Hi
What is the difference between using the fstream library to read a file....and using something like a procedure below using the FILE* object?

There seems to be two ways to read a file?

Thanks

    /* FEOF example */
        #include <stdio.h>

        int main()
        {
           FILE * pFile;
           char buffer [100];

           pFile = fopen ("myfile.txt" , "r");
           if (pFile == NULL) perror ("Error opening file");
           else
           {
             while ( ! feof (pFile) )
             {
               if ( fgets (buffer , 100 , pFile) == NULL ) break;
               fputs (buffer , stdout);
             }
             fclose (pFile);
           }




   return 0;
}

The FILE* way of reading from a file is just the legacy that was inherited from C. The C++ language was developed with the aim of largely keeping compatibility with C (i.e., C is nearly a subset of C++, with only minor incompatibilities). This means that the entire C standard library is included in the C++ standard library, and in C++, they are preceeded with a "c", as in <cstdlib>, <cmath>, <cstdio>, etc... This is why there are a number of things that are repetitive. By and large, you should just try to stick to "real C++" libraries, like the iostream library.

Another example of that is all the string functionality which you have for C-style strings (char*) in the C <cstring> library, but you should prefer using the C++ string library <string> and the std::string class.

At this point (especially with C++11 additions), the only C library really worth using is <cmath>, which contains all those simple math functions like sine / cosine. Almost everything else has a better and easier-to-use equivalent in the C++ libraries.

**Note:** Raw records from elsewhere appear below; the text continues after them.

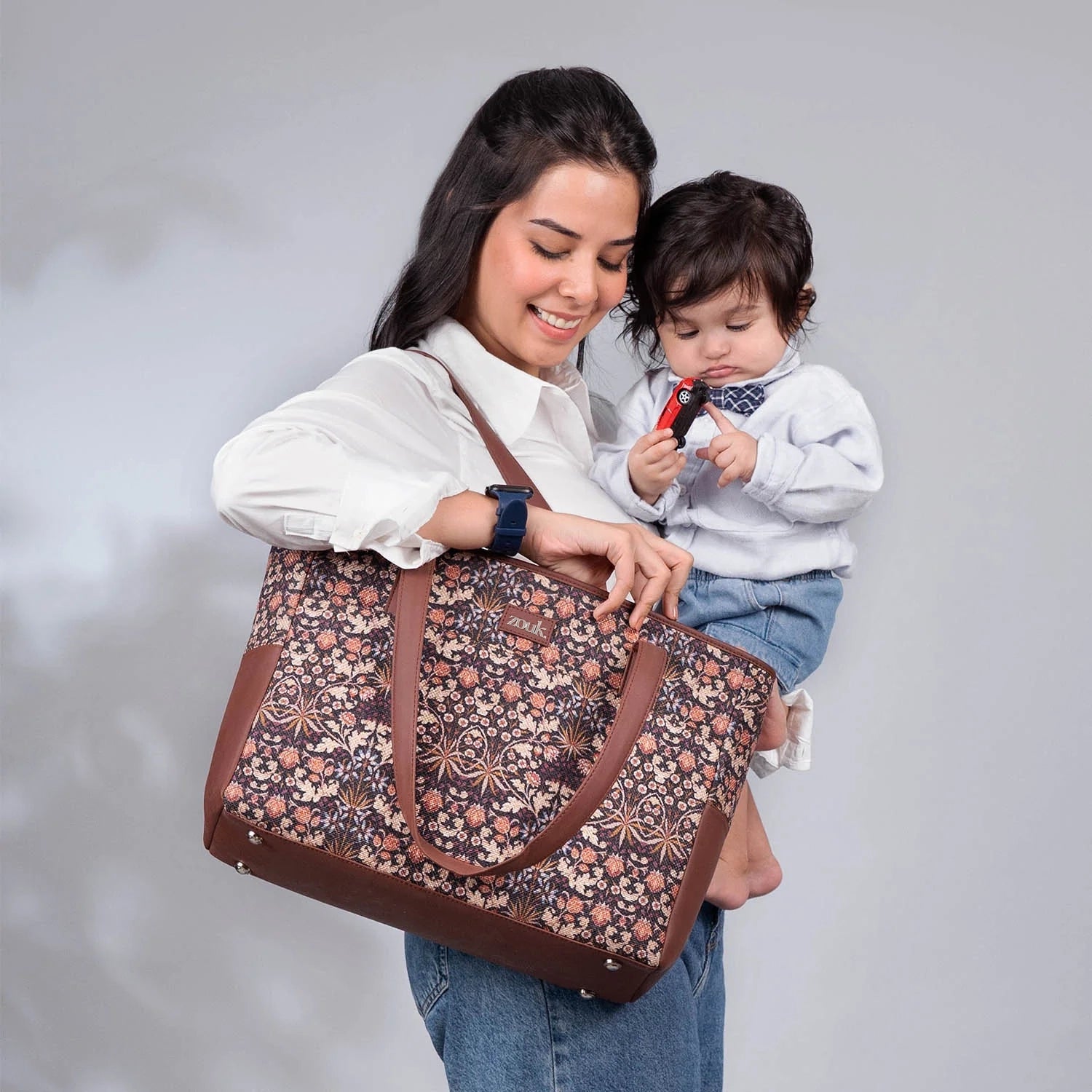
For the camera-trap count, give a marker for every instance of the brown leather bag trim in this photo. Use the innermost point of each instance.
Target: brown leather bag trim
(526, 948)
(251, 681)
(699, 871)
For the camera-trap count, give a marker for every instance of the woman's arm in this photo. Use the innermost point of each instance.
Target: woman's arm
(644, 563)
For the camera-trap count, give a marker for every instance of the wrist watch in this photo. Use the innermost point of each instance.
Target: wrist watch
(511, 517)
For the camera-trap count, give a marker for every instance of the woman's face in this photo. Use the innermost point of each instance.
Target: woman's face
(552, 266)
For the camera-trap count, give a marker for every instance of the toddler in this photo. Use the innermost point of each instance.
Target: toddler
(784, 454)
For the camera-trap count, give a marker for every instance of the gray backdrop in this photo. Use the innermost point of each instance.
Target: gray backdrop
(203, 205)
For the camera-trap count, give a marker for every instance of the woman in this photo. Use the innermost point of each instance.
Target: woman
(523, 248)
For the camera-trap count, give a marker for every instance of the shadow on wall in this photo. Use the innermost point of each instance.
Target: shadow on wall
(124, 222)
(133, 961)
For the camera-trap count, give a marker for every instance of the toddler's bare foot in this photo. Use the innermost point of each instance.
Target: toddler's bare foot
(729, 888)
(775, 729)
(762, 877)
(764, 873)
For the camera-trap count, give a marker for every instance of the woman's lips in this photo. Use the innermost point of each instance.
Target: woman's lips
(554, 332)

And by the way, the code you posted is C code, not C++, although it is also valid C++ code (as I said, by compatibility). The C++ equivalent of that code is:

#include <iostream>
#include <fstream>
#include <string>

int main()
{

    std::ifstream file_in("myfile.txt");
    if( ! file_in.is_open() ) 
        std::cerr << "Error opening file" << std::endl;
    else
    {
        std::string buf;
        while( std::getline(file_in, buf) )
            std::cout << buf << std::endl;
    }

    return 0;
}

In terms of actual difference, I believe that the C-style file reading/writing has less buffering under-the-hood. However, this is not necessarily the case. All in all, there is no real difference in performance or whatever else, but, once you are used to doing C++, the C-style version seems archaic and ugly, like more C-style code.

Edited 3 Years Ago by mike_2000_17: added note

Comments
Very helpful answer.. Thanks

Thanks Mike. That is exactly what I was looking for. I really appreciate the C++ example you provided too.